Tomer Persico on Liberalism's Crisis — and Its Future — in Israel
Tomer Persico on Liberalism's Crisis — and Its Future — in Israel
Political theorist Tomer Persico traces the surprising liberal roots of the Israeli right, and argues that liberalism's current crisis stems from its success, not its failure.
On April 16, 2026, the Jan Koum Israel Studies Program (JKISP) at the Center on Democracy, Development and the Rule of Law hosted political theorist Tomer Persico for the 20th installment of its Israel Insights webinar series. Persico, a Research Fellow at the Shalom Hartman Institute and Senior Research Scholar at UC Berkeley's Center for Middle Eastern Studies, joined Amichai Magen, Director of JKISP, and Or Rabinowitz, Visiting Fellow in Israel Studies, to trace liberalism's surprising roots in Zionism's founding — including the once-overlooked fact that Menachem Begin's Herut party, not the ruling socialist left, was Israel's most consistent liberal force in its early decades — through its 1990s peak and into its present crisis.

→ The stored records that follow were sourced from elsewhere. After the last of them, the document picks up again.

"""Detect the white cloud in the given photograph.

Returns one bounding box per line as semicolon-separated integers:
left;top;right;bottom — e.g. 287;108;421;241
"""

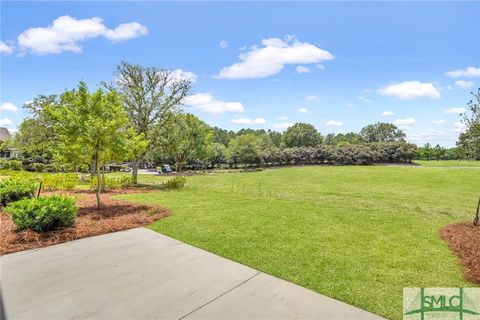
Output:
455;80;474;89
380;111;394;117
297;107;312;113
273;122;294;129
17;16;148;55
325;120;343;127
232;118;267;125
295;66;312;74
453;121;467;133
218;37;335;79
393;117;416;127
445;108;465;114
218;40;228;49
357;96;372;103
0;41;13;55
0;102;18;112
378;81;440;100
0;118;13;126
183;93;245;115
446;67;480;78
171;69;197;83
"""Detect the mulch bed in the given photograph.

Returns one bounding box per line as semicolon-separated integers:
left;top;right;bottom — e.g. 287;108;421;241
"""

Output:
440;222;480;284
0;189;168;255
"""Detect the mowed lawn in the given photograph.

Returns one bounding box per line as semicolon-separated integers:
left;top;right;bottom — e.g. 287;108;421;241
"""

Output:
117;166;480;319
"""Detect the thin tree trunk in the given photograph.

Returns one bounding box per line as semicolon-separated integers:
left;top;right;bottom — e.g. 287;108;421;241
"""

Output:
132;159;139;184
95;147;102;208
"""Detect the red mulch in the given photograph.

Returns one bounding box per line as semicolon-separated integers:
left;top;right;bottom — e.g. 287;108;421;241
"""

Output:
0;189;168;255
440;222;480;284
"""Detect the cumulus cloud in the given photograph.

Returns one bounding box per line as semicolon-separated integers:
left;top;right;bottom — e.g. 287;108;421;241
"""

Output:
445;108;465;114
0;41;13;55
232;118;267;125
453;121;467;133
171;69;197;83
393;117;416;127
357;96;372;103
17;16;148;55
305;95;320;101
446;67;480;78
455;80;474;89
378;81;440;100
273;122;294;129
218;37;335;79
325;120;343;127
0;102;18;112
183;93;245;115
432;120;445;126
218;40;228;49
297;107;312;113
380;111;393;117
295;66;312;74
0;118;13;126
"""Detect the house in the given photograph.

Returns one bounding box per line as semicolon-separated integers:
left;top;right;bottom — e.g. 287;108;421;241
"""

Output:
0;127;20;160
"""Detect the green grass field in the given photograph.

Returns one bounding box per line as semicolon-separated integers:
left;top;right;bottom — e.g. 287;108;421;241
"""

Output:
116;166;480;319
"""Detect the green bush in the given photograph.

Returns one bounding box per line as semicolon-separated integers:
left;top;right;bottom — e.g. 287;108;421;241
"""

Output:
0;179;38;207
40;173;79;191
89;176;133;190
164;176;187;189
5;196;78;232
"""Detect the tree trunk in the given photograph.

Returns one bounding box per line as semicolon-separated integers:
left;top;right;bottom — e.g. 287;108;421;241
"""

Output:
95;148;102;208
132;159;140;184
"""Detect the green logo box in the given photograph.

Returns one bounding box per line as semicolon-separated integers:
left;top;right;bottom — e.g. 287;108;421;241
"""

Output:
403;288;480;320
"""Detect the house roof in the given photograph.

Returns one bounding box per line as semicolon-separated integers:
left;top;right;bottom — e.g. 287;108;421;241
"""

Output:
0;128;12;141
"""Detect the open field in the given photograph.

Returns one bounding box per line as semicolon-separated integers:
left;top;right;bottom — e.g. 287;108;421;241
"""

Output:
116;166;480;319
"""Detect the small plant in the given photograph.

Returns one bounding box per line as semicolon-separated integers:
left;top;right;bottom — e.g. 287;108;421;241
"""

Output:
164;176;187;189
0;179;38;207
41;173;79;191
5;196;78;232
89;176;134;190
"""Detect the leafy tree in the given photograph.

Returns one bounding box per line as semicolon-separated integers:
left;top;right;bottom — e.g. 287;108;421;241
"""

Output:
360;122;406;142
46;82;146;207
228;133;262;166
104;61;191;183
157;113;214;171
457;88;480;160
282;123;323;148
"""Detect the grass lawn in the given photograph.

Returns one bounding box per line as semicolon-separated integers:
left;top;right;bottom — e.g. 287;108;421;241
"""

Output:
120;166;480;319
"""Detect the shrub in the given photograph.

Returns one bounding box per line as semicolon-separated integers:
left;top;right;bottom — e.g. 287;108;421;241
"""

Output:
5;196;78;232
164;176;187;189
41;173;79;191
89;176;133;190
0;179;37;207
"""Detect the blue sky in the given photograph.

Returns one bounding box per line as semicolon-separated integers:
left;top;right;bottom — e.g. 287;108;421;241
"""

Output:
0;1;480;146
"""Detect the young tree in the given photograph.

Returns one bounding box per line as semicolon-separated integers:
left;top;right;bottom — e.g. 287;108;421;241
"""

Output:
104;61;191;183
157;113;214;171
360;122;406;142
282;123;323;148
457;88;480;160
46;82;146;207
228;133;262;166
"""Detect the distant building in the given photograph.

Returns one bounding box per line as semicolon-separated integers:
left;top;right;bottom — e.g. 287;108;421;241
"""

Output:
0;127;20;160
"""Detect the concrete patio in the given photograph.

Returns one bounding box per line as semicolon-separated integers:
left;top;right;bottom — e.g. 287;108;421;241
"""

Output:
1;228;382;319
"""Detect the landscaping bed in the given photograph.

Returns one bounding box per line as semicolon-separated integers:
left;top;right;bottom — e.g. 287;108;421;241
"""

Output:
440;222;480;284
0;189;168;255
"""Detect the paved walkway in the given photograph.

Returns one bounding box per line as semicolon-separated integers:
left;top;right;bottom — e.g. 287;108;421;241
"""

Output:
1;228;381;319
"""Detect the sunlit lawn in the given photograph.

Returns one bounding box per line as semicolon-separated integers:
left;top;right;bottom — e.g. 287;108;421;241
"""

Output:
116;166;480;319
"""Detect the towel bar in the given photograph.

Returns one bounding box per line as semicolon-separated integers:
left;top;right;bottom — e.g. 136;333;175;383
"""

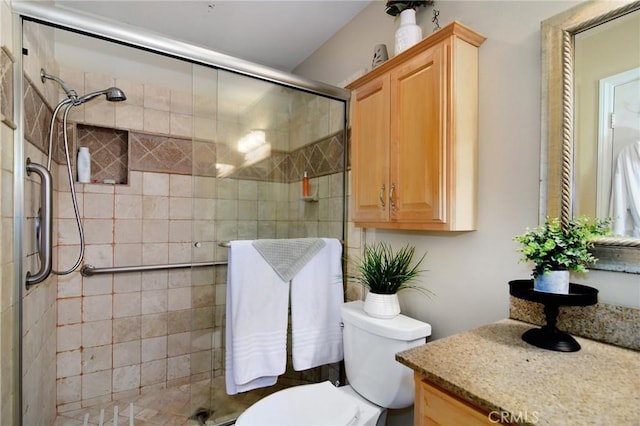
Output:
80;261;227;277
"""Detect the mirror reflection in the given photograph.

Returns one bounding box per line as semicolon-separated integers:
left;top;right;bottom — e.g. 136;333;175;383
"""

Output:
573;11;640;238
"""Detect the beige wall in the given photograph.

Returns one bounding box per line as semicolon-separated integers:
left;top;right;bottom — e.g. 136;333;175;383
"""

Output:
295;1;640;338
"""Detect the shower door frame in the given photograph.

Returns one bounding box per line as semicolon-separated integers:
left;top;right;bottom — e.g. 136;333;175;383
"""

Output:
11;0;351;424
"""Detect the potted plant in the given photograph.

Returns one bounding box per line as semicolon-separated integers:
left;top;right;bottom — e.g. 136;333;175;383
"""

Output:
385;0;433;16
385;0;433;55
350;242;431;318
514;216;610;294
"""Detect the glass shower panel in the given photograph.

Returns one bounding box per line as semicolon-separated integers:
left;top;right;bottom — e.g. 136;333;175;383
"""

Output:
21;15;346;424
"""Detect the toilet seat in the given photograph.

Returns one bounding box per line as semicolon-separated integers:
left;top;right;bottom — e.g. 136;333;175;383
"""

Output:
235;381;382;426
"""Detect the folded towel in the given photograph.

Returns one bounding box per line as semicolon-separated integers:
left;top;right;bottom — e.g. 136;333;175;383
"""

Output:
225;241;289;395
253;238;325;281
291;238;344;371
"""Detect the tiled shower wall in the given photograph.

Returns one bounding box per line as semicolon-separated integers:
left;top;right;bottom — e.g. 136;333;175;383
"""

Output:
21;54;343;411
19;18;58;425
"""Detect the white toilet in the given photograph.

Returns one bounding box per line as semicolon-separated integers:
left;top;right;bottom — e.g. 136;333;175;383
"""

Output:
235;301;431;426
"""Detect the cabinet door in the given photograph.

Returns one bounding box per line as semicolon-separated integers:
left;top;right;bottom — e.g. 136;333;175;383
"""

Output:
414;376;496;426
351;74;389;222
390;43;448;228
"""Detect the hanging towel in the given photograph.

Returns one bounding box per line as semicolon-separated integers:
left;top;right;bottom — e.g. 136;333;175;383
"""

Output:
291;238;344;371
253;238;325;281
225;241;289;395
610;141;640;238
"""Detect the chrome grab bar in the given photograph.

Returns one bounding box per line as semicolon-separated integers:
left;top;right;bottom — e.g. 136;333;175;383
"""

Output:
26;158;53;287
80;261;227;277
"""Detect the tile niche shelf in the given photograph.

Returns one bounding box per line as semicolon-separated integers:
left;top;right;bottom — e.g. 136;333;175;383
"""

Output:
75;124;129;185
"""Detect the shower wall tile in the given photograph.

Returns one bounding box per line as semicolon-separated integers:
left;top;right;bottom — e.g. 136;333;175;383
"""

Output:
82;295;113;323
58;297;82;325
57;323;82;352
143;108;171;135
113;243;142;266
113;272;142;294
0;46;14;122
115;170;143;195
141;312;168;339
113;291;141;318
113;340;141;368
169;197;193;220
82;345;113;374
129;132;191;174
82;370;112;401
113;194;142;219
144;84;171;111
23;78;53;153
84;102;116;127
142;219;169;243
171;90;193;115
82;320;113;348
169;112;193;138
84;219;113;244
115;103;144;131
142;195;169;219
193;115;217;141
141;336;167;362
116;78;144;107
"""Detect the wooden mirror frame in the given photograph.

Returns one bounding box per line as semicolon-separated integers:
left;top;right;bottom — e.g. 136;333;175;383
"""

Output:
540;1;640;273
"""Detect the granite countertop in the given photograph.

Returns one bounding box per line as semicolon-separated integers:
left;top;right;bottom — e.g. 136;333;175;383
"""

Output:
396;319;640;426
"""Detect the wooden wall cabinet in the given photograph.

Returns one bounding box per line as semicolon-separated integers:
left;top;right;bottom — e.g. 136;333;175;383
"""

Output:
413;374;508;426
347;22;485;231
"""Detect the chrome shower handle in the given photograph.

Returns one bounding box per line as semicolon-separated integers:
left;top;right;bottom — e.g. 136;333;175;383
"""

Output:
26;158;53;287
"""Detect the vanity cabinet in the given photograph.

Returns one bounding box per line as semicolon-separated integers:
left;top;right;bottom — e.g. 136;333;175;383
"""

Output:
414;374;505;426
347;22;485;231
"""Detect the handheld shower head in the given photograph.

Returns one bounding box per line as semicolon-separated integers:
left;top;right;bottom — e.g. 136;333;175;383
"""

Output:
74;87;127;105
40;68;78;101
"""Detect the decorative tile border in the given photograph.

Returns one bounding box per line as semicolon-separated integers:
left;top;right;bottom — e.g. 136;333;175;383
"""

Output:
24;71;346;183
129;132;191;175
509;296;640;350
0;46;15;122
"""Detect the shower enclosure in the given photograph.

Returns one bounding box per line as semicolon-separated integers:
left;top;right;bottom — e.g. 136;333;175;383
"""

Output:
14;4;348;425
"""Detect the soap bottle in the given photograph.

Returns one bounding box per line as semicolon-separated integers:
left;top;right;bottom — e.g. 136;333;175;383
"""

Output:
77;146;91;183
302;172;311;197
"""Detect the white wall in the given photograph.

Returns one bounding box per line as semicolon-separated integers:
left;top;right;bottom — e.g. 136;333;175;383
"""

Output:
295;1;640;338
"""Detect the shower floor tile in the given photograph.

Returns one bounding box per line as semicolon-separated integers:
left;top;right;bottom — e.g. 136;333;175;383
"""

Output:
54;377;291;426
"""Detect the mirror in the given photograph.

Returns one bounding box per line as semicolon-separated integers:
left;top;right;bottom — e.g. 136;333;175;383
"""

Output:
540;1;640;273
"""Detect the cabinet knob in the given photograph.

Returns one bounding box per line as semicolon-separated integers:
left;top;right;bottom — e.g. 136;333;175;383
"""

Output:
389;183;396;210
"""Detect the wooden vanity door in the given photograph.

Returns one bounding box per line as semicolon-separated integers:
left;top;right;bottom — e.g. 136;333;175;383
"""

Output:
390;43;448;224
351;74;390;223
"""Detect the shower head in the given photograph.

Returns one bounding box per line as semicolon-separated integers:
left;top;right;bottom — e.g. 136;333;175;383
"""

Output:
40;69;78;101
74;87;127;105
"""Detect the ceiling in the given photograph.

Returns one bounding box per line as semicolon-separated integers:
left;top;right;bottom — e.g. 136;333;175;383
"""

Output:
55;0;372;71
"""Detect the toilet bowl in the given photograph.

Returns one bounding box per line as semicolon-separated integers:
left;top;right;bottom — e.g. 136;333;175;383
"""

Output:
236;381;386;426
235;301;431;426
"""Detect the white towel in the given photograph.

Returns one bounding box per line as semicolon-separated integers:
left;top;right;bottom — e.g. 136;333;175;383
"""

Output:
225;241;289;395
291;238;344;371
610;141;640;238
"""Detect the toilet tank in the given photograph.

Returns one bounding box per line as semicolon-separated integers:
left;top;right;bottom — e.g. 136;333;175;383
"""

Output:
341;300;431;408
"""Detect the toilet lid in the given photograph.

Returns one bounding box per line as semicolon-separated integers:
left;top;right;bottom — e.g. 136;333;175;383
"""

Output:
236;381;360;426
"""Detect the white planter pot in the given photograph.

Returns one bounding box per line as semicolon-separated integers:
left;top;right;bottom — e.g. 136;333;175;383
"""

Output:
533;271;569;294
395;9;422;55
364;292;400;319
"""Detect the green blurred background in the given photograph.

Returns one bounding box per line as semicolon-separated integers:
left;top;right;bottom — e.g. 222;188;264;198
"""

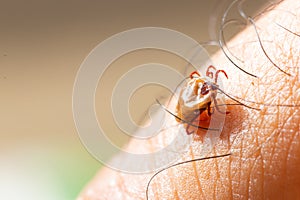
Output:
0;0;264;200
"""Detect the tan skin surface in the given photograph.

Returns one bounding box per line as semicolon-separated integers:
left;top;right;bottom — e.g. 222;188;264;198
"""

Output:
79;0;300;199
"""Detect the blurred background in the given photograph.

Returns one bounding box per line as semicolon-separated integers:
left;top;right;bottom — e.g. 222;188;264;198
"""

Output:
0;0;266;200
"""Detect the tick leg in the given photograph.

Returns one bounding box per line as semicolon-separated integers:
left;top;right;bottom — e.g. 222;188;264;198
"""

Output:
190;71;201;79
215;70;228;83
213;96;230;115
207;102;213;116
206;65;216;79
185;109;205;135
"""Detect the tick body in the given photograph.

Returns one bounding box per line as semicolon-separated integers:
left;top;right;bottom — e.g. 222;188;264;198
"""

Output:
176;65;228;136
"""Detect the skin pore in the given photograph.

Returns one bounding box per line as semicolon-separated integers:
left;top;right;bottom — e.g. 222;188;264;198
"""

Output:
78;0;300;199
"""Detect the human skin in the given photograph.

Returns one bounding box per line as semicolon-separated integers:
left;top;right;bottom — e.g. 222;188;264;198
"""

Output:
78;0;300;199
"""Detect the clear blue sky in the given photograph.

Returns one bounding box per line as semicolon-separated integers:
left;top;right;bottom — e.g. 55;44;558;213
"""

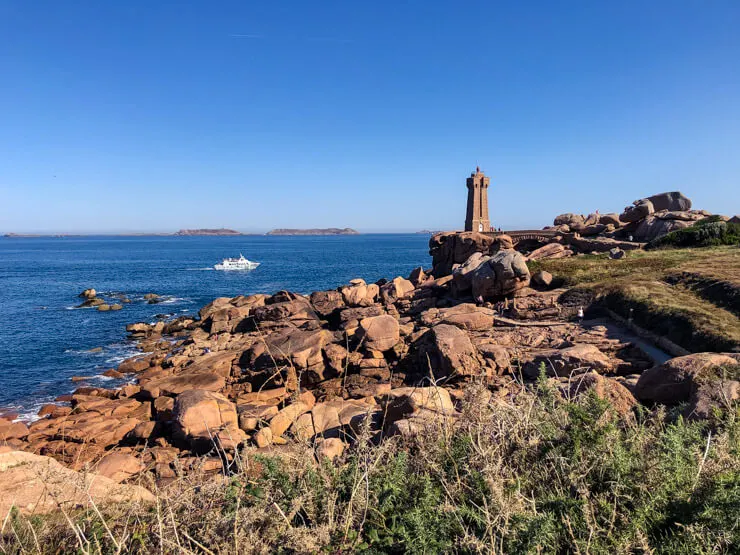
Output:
0;0;740;232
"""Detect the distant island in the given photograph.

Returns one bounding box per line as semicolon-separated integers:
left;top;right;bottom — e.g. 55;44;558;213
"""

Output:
175;228;242;236
267;227;360;235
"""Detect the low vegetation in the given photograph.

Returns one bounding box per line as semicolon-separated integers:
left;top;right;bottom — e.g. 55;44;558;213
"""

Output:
530;246;740;352
647;216;740;249
0;379;740;554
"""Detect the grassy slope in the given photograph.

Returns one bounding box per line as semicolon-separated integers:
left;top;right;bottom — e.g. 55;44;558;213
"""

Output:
530;247;740;352
0;382;740;554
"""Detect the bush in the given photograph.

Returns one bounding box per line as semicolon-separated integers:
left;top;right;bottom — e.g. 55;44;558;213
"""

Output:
0;386;740;554
645;216;740;249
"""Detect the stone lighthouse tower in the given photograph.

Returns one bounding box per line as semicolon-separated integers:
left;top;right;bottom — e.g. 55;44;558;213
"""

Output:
465;167;491;231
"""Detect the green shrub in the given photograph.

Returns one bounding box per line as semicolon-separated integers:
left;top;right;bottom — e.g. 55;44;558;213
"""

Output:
645;216;740;249
0;386;740;554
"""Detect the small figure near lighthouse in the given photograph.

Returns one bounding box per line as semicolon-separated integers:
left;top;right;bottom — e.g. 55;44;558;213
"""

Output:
465;167;491;233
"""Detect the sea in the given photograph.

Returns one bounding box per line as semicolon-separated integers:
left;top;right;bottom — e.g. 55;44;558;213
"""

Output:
0;234;431;420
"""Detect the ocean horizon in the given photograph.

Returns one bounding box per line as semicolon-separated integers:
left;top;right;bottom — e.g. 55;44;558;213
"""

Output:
0;233;430;419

Persico argued that liberalism's troubles stem not from failure but from success: having become "the only game in town" after the Soviet collapse, it lost the ideological competitors that once distracted from its core weakness, namely that liberalism is an arrangement rather than a story, and cannot tell people who they are or where they belong. That vacuum, he said, is now filled by populism on the right and identitarian politics on the left, and in Israel, by religious fundamentalism.
Pressed by Magen on whether liberalism can defend itself against illiberal threats — from autonomy's corrosion of community to AI's challenge to human-centered politics — Persico argued that liberalism must be paired with complementary sources of meaning, such as tradition, religion, and nationalism, rather than trying to supply its own story. Turning to Israel's coming elections, he criticized Finance Minister Bezalel Smotrich and Minister of National Security Itamar Ben-Gvir, calling them fundamentalists pursuing a theocratic "halachic state," and argued the Likud has shifted from a liberal to a populist party under Prime Minister Benjamin Netanyahu since 2015. He said the liberal camp must reclaim patriotism and Judaism itself from the religious right, rather than cede both. "We can have authentic, real Judaism as secular people, or as liberal religious people," he said, warning that failing to do so risks producing "a Jewish Iran."